How does the home visitor work with the parent to identify her child's emerging skills?

Answers may include:

  • She talks with the mother about what they observed in the previous activity that made it easy to understand the child's communication.
  • She attends to what the parent is observing, both verbally and non-verbally (e.g. when the mother draws attention to her child's facial expression by pointing at it).
  • She supports the child when he speaks and says, "Nice."
  • She elaborates on the child's communicative attempts by talking for the child to indicate what he might be saying (e.g., "I don't like that, Julie.").
  • She adds new actions and elements to established interaction routines by providing a different color Pla-Doh and handing cookie cutters to the mother.
  • She balances support (e.g., suggestion, demonstration) with opportunity and expectation for independence.
  • She poses "dilemmas" for child to solve (e.g., how to open the can of Pla-Doh, how to use the cookie cutters).

Reflect on techniques you would like to enhance to best incorporate daily routines and household materials to provide interactions and experiences that are developmentally appropriate and match the family's and child's interests, goals, and cultural practices.

Answers may include:

  • Review the child's school readiness goals and the curriculum; think with the family about how they can use materials in the home to help the child achieve the goals.
  • Brainstorm with colleagues about how activities and materials within a home could support specific learning goals.
  • Ask family members if they would like to hear your ideas before asserting your control over the situation.
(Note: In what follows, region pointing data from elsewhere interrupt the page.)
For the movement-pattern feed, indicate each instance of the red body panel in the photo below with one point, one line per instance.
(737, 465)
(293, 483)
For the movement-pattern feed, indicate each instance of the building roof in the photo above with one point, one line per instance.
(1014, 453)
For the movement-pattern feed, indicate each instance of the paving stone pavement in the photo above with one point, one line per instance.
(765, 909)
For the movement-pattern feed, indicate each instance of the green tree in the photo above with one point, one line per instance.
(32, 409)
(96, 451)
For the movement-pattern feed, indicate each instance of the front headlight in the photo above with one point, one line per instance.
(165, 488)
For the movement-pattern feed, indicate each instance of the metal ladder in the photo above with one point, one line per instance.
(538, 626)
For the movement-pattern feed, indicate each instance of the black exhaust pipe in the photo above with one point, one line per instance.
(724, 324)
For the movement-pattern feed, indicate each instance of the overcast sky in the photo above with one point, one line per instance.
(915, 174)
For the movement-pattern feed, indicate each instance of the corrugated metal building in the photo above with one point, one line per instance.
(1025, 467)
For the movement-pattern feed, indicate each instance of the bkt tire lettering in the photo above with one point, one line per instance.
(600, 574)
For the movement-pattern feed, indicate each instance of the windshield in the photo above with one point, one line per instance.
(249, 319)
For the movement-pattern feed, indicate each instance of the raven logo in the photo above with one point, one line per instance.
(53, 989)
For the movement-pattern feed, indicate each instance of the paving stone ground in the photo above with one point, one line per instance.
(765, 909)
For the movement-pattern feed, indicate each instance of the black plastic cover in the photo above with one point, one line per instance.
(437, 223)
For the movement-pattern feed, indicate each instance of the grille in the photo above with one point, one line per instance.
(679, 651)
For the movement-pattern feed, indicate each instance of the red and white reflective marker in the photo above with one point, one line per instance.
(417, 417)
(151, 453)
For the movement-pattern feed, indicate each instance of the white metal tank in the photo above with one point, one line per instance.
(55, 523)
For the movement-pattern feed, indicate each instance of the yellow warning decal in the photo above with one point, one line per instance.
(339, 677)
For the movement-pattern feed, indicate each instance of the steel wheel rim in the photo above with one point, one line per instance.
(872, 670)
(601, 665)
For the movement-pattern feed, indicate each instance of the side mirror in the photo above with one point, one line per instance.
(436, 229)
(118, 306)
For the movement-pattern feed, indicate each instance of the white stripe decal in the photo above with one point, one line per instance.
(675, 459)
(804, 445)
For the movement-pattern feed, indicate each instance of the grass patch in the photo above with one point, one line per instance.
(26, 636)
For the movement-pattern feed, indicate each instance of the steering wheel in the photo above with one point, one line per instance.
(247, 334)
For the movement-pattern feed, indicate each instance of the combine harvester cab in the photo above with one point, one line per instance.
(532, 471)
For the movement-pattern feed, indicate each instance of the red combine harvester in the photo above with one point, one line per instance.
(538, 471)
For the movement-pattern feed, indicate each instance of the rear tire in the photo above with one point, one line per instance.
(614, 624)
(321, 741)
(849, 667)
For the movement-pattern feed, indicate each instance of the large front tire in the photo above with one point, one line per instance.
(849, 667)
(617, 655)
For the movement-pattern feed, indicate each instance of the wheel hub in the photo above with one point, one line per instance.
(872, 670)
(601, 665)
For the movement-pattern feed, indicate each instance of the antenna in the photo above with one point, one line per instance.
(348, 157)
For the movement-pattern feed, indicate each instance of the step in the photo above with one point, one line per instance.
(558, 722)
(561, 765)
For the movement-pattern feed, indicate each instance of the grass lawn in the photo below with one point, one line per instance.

What dimensions of development contributing to school readiness do you observe?

Answers may include:

  • Perceptual, Motor, and Physical Development
    • Fine Motor
      • Squeezing the Pla-Doh
      • Using cookie cutters
      • Grasping and releasing
  • Social and Emotional Development
    • Smiling at the Pla-Doh and at his mother
    • Making eye contact with his mother
    • Smiling when his mother touched his hand
    • Self-regulation while removing an object he didn't like (e.g., the purple Pla-Doh)
  • Language and Literacy
    • Expressive Language: "Out," "blue," counting
    • Receptive Language: Responds to mother's suggestion, "Count your fingers"
  • Approaches to Learning
    • Showing interest in the blue Pla-Doh and cookie cutters
    • Showing curiosity about what his mother was doing when she pressed his hand into the Pla-Doh
    • Using a few words to describe with what he was interacting 
    • Showing awareness of change from the purple Pla-Doh to the blue Pla-Doh
    • Showing persistence in getting rid of the purple Pla-Doh
  • Cognition
    • Noticing the color of the Pla-Doh
    • Counting his finger indentations in the Pla-Doh
    • Repeating the names of some of the letters
    • Indicating he wanted Julie to use the rolling pin

Learn More

Language at Home and in the Community
Home visitors should support parents in using their home language with their children. Many families worry that using their home language will confuse their children. Actually, children can easily learn several languages at the same time. They have an easier time learning English when they have a strong foundation in their first language.